A North Carolina congresswoman showed up to the signing ceremony to a room full of empty chairs because nobody told her.
Trump killed the bill to hold it hostage until the Senate passes the Save America Act — a bill that would require proof of citizenship to vote, ban mail-in voting, and disenfranchise an estimated tens of millions of Americans including 69 million women who changed their last name when they got married, active duty military members who can't produce the right documents, and naturalized citizens serving in the armed forces right now.

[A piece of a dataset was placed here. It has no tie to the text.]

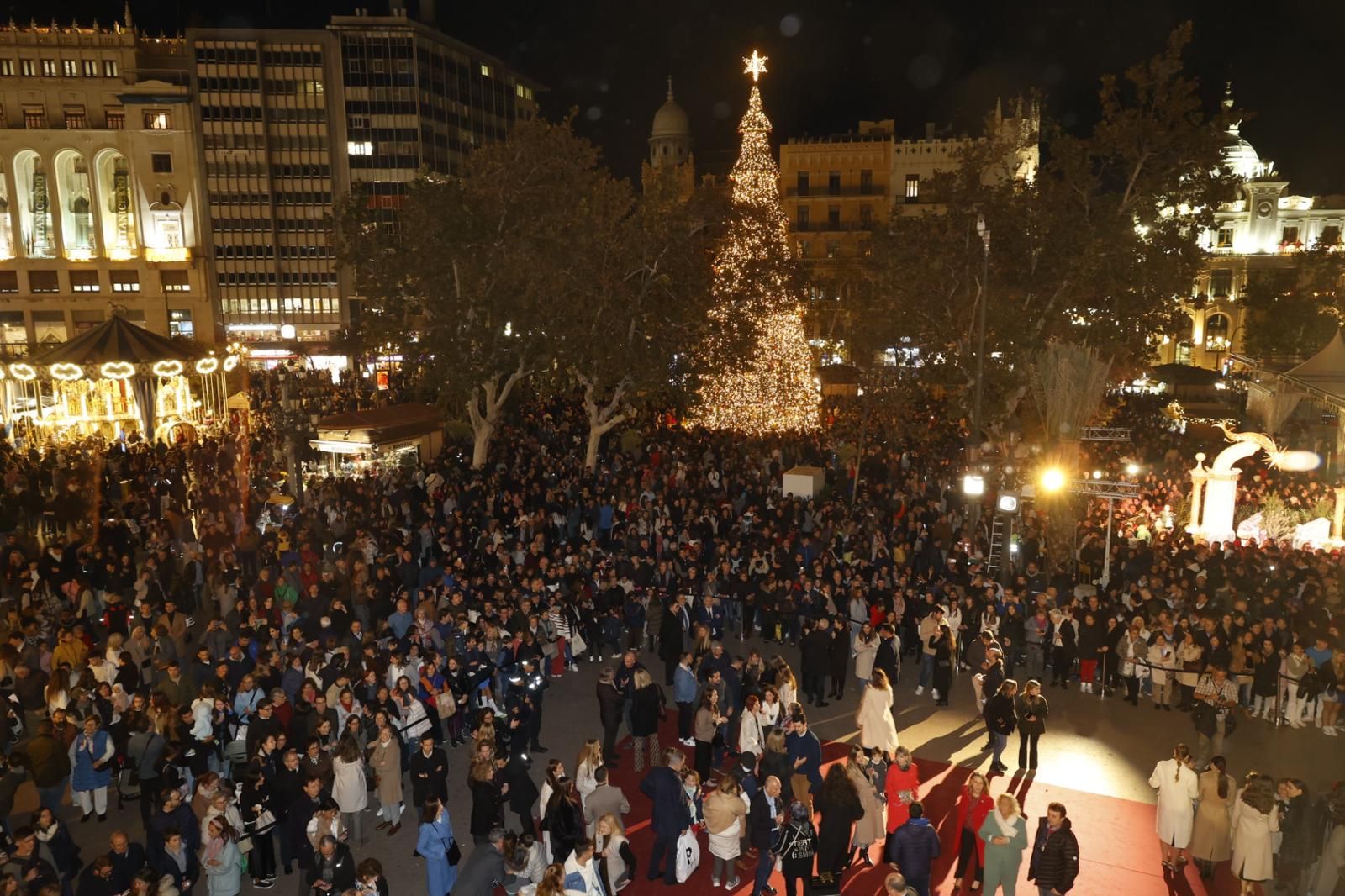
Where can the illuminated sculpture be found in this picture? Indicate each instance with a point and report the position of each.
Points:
(1214, 495)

The Senate doesn't have the votes. So Trump went to Capitol Hill, told Speaker Johnson, "no one gives a shit about housing," then walked into a Senate lunch that was actually a screaming match. One senator stopped calling him Mr. President and started calling him "brother" in a confrontational tone. One Republican senator described it to reporters as "a fucking tantrum." The tantrum was mostly about the Senate's war powers vote against the Iran war, which senators then reversed overnight under pressure.
The Supreme Court also issued major rulings today: asylum at the border is effectively over, temporary protected status for hundreds of thousands of Haitians and Syrians is ending, and people with disabilities in seven states can no longer bring a trusted helper to the polls. Birthright citizenship and the president's power to fire independent agency heads are still coming, now likely Monday.